Even after refugees are granted asylum and receive Swedish resident permits, many opt to stay in refugee housing centres run by the Migration Board (Migrationsverket) because of difficulties finding housing elsewhere.
“Today one of the problems with the establishment process is that it takes too long for newly-arrived refugees to find a place to live,” integration minister Erik Ullenhag said in a statement.
Currently, any of Sweden’s 290 municipalities that opt to accept refugees qualifies for an annual bonus of 440,000 kronor ($66,500).
However, the funds are paid out regardless of what steps a municipality says it will take to help refugees adjust to life in their new home.
“It takes too long to get housing in the municipalities. That’s a huge problem. That means that integration efforts like learning Swedish and efforts by the Public Employment Service (Arbetsförmedlingen) don’t get started,” Ullenhag told Sveriges Radio (SR).

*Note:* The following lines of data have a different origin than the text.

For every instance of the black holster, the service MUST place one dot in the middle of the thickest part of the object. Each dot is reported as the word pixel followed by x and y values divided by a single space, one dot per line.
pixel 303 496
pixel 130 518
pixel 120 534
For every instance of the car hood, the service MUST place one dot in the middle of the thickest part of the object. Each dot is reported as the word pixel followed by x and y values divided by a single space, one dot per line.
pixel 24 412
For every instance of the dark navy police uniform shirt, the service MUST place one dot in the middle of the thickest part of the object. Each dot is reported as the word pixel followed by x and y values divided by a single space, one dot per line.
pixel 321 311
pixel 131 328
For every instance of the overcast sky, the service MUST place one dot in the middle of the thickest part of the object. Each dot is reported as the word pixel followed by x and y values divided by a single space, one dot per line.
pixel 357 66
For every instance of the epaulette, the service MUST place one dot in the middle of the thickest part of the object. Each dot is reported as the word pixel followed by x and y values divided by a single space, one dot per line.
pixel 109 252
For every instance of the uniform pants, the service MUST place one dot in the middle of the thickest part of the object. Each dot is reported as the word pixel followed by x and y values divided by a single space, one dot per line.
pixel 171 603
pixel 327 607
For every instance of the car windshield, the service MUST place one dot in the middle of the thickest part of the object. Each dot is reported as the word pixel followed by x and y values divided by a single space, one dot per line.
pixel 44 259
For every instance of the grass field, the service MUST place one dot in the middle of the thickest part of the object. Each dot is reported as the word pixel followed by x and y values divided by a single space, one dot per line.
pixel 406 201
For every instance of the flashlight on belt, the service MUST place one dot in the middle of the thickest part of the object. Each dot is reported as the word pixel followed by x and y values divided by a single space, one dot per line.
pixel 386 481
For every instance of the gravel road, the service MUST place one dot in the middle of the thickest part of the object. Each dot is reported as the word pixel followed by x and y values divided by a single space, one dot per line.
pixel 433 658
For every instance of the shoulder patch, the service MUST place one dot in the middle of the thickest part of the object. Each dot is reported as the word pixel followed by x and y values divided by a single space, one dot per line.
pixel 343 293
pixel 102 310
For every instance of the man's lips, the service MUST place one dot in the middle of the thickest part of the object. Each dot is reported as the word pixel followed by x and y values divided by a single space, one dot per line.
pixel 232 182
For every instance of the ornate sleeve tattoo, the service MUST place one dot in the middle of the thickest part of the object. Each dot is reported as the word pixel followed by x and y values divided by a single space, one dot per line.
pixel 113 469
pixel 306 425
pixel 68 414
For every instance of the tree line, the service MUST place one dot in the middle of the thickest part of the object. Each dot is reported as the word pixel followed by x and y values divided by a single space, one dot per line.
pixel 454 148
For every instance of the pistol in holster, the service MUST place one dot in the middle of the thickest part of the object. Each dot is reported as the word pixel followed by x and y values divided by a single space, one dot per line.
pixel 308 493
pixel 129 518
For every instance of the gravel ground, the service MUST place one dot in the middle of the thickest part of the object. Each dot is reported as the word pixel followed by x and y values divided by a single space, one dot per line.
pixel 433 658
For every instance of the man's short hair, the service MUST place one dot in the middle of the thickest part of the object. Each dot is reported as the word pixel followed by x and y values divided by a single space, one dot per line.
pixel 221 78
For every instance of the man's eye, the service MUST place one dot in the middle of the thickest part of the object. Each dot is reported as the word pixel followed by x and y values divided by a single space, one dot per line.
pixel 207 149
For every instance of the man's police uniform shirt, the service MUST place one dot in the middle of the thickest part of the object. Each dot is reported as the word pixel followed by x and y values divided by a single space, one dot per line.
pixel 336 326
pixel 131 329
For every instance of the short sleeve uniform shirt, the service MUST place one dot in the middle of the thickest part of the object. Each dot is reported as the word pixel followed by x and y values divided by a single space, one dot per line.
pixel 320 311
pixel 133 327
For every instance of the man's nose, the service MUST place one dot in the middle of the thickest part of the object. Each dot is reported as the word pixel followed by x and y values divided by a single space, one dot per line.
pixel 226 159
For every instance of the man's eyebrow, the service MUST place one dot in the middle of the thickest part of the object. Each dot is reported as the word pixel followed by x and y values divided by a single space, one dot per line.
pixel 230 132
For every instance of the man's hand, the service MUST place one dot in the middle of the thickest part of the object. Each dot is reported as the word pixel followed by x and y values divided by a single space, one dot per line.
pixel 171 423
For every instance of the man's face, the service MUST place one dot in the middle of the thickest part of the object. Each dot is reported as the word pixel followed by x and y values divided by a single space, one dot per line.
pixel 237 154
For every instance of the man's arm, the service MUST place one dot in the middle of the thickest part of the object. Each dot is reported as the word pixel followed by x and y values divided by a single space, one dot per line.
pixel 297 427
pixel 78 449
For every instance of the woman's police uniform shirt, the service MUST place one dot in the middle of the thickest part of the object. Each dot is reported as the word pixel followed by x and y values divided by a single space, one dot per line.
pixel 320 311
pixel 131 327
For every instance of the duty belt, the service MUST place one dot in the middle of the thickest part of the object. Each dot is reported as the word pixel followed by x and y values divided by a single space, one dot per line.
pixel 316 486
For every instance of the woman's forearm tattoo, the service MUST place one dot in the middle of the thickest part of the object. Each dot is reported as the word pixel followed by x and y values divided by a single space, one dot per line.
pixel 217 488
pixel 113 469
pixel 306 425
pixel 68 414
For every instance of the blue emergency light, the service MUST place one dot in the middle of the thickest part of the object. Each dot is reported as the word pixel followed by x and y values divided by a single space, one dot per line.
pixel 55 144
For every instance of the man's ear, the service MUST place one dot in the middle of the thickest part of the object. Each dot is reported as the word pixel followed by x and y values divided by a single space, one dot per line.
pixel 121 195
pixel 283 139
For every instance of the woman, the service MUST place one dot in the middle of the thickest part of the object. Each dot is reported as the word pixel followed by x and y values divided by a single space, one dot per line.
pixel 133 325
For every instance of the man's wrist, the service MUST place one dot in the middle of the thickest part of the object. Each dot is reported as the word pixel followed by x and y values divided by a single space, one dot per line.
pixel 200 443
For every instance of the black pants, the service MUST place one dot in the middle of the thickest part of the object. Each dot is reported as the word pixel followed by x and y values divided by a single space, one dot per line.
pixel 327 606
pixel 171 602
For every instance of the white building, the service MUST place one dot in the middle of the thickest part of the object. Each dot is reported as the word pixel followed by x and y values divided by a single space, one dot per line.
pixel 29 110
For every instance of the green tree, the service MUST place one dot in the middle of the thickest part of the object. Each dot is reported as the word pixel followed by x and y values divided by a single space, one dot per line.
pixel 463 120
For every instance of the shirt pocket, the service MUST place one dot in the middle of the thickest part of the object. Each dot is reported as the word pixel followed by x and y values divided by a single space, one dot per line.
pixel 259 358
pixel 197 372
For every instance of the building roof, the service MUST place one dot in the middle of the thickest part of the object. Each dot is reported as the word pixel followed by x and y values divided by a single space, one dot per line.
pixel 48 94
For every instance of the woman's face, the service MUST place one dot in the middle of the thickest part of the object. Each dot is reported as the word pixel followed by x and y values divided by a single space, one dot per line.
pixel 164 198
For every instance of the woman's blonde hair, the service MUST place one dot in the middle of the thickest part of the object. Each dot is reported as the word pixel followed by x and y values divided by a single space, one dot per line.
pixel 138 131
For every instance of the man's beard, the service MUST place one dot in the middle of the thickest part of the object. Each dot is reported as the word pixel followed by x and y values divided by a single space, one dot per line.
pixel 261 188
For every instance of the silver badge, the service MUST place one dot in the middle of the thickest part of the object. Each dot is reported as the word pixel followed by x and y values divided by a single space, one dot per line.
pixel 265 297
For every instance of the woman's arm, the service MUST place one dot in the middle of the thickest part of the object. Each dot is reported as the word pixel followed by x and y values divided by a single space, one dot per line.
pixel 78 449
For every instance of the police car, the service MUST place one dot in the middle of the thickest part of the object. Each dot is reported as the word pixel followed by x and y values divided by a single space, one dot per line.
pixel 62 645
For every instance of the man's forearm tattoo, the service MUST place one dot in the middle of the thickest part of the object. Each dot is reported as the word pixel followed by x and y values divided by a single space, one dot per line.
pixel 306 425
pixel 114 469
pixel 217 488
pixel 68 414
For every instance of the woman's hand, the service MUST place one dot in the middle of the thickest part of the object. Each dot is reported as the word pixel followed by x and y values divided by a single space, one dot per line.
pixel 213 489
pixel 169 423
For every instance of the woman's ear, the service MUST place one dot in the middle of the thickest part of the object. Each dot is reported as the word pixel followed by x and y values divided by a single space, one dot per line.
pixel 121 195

“It’s also a problem that people who seek asylum are housed together with people who’ve received residence permits. That’s not good from an integration perspective.”
In an effort to boost the capacity of municipalities to accept refugees, the government now wants to replace the current lump-sum payments with a performance-based system.
Specifically, the government will offer municipalities funds to cover rental costs that will allow them to keep apartments available in anticipation of the arrival of new refugees.
Ullenhag explained that municipalities could receive up to 12,000 kronor per family to cover rental costs associated with making housing available for newly arrived refugees.
“We hope that the measures now being presented can contribute to a faster and better reception in the municipalities,” said Ullenhag.
Speaking with SR, the minister claimed that municipalities that do a particular good job of quickly finding housing for refugees could receive “more than one million kronor”.
The measure is expected to cost the government an additional 250 million kronor per year starting in 2014, as well as an addition 15 million kronor per year to cover extra rental costs starting in 2013, according to the broadcaster.